Médecins Sans Frontières appelle les forces belligérantes à prendre toutes les mesures nécessaires pour que d’une part ses équipes médicales puissent circuler sans entrave à Abidjan et dans les zones touchées par les violences et que d’autre
© Didier Assal / MSF

Médecins Sans Frontières appelle les forces belligérantes à prendre toutes les mesures nécessaires pour que, d’une part, ses équipes médicales puissent circuler sans entrave à Abidjan et dans les zones touchées par les violences et que, d’autre part, les patients puissent accéder aux centres de soins.

Paris, le 4 avril 2011 - A Abidjan, une équipe MSF est bloquée depuis le 31 mars dans l’hôpital d’Abobo Sud car il est extrêmement dangereux de se déplacer en ville. MSF prend en charge les urgences, en collaboration avec les autorités sanitaires, dans cet hôpital qui est le seul fonctionnel dans la moitié nord de la ville. Un système de transfert des patients avait été mis en place pour amener les blessés à l’hôpital, mais les tirs et les pillages l’ont réduit à néant. Et aucune ambulance ne peut circuler.
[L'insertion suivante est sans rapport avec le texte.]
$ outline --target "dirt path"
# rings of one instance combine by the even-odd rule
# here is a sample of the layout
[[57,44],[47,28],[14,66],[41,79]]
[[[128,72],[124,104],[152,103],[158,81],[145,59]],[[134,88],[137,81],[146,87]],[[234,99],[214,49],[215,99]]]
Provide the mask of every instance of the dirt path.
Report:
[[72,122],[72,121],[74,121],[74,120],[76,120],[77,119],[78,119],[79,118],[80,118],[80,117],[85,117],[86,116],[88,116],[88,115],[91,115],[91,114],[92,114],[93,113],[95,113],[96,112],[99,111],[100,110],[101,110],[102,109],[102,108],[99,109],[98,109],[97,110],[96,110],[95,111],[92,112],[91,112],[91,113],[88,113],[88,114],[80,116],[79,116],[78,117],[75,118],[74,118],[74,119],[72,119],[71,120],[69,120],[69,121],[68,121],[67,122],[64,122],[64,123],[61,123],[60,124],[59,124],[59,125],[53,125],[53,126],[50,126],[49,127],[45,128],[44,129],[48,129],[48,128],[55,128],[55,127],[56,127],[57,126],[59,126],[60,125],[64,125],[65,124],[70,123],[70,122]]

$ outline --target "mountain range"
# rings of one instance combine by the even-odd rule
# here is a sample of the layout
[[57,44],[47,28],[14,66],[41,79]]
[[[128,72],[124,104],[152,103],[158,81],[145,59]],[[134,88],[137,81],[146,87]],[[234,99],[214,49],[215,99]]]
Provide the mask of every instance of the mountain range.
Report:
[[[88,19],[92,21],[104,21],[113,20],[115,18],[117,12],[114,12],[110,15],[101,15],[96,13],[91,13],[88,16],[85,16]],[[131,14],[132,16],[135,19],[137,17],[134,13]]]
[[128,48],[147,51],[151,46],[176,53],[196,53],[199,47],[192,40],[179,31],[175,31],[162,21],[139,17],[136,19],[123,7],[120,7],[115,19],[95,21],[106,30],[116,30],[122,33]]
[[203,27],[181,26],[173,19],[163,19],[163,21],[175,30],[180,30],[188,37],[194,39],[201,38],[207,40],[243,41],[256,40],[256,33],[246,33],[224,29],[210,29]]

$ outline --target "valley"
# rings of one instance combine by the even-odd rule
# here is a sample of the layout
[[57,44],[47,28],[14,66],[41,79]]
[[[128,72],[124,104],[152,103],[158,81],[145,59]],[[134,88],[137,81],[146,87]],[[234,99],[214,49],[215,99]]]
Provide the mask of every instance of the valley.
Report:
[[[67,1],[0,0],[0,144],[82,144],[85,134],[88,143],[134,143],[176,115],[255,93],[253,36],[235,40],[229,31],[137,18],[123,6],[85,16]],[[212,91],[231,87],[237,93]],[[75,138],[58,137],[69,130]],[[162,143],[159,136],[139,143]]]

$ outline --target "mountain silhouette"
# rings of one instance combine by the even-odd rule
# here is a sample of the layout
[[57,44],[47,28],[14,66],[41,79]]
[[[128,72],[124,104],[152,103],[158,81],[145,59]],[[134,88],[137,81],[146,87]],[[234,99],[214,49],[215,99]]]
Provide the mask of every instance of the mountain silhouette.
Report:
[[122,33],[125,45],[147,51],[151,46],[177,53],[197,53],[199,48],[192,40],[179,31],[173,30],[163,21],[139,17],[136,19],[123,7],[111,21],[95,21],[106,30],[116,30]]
« On nous téléphone pour nous demander de venir chercher des blessés et des patients. Mais c’est impossible de bouger, » observe le Dr Salha Issoufou, chef de mission MSF à Abidjan. L’équipe MSF soigne cependant 30 à 40 blessés par jour, des personnes se trouvant à proximité qui arrivent par elles-mêmes ou sont amenées en charrette par des habitants du quartier.

Autre conséquence de la violence qui paralyse la métropole ivoirienne, MSF ne peut plus assurer l’approvisionnement en médicaments et en matériel médical de l’hôpital d’Abobo Sud, car il est impossible d’acheminer les stocks de MSF.
« Si cela continue encore quelques jours, nous allons manquer à l’hôpital de produits anesthésiants, de compresses stériles, de gants pour opérer », s’inquiète le Dr Issoufou.

Le 3 avril, une équipe de MSF a pu, via la Croix-Rouge ivoirienne, fournir au CHU de Treichville dans le sud d’Abidjan, du matériel pour soigner des blessés. Mais les besoins sont massifs et de nombreux hôpitaux de l’Etat auxquels MSF faisait des donations ne peuvent plus être réapprovisionnés. Déjà des patients atteints de maladies chroniques, qui ont besoin d’une dialyse par exemple, sont en danger. De nombreux établissements médicaux ont besoin d’un soutien à Abidjan. Mais, faute d’accès, MSF ne peut venir en aide aux hôpitaux non fonctionnels.

Par ailleurs, dans l’ouest, la situation est très confuse et chaotique et les tensions intercommunautaires suscitent de vives inquiétudes. MSF appelle les autorités à faire tout ce qui est en leur pouvoir pour que les civils ne soient pas la cible de violences dans le pays. Les équipes MSF à Bangolo et Duékoué ont reçu un grand nombre de blessés entre le 28 mars et le 3 avril (146 à l’hôpital de Bangolo et 285 à l’hôpital de Duékoué). « Nous continuons à voir arriver des nouveaux blessés, malgré la fin de l’offensive dans cette zone, explique Renzo Fricke, coordinateur des urgences MSF, ce qui indique que les violences continuent. » De plus, des dizaines de milliers de personnes ont fui les combats dans l’ouest et jusqu’au Liberia voisin.

La ville de Duékoué où des quartiers ont été récemment saccagés, abrite un camp où sont entassées entre 15 000 et 20 000 personnes déplacées. MSF y apporte une aide médicale, mais les besoins en eau, et en nourriture y sont importants. A Man, Danané et Guiglo, ainsi que de l’autre côté de la frontière libérienne, des équipes MSF sont aussi présentes pour dispenser des soins.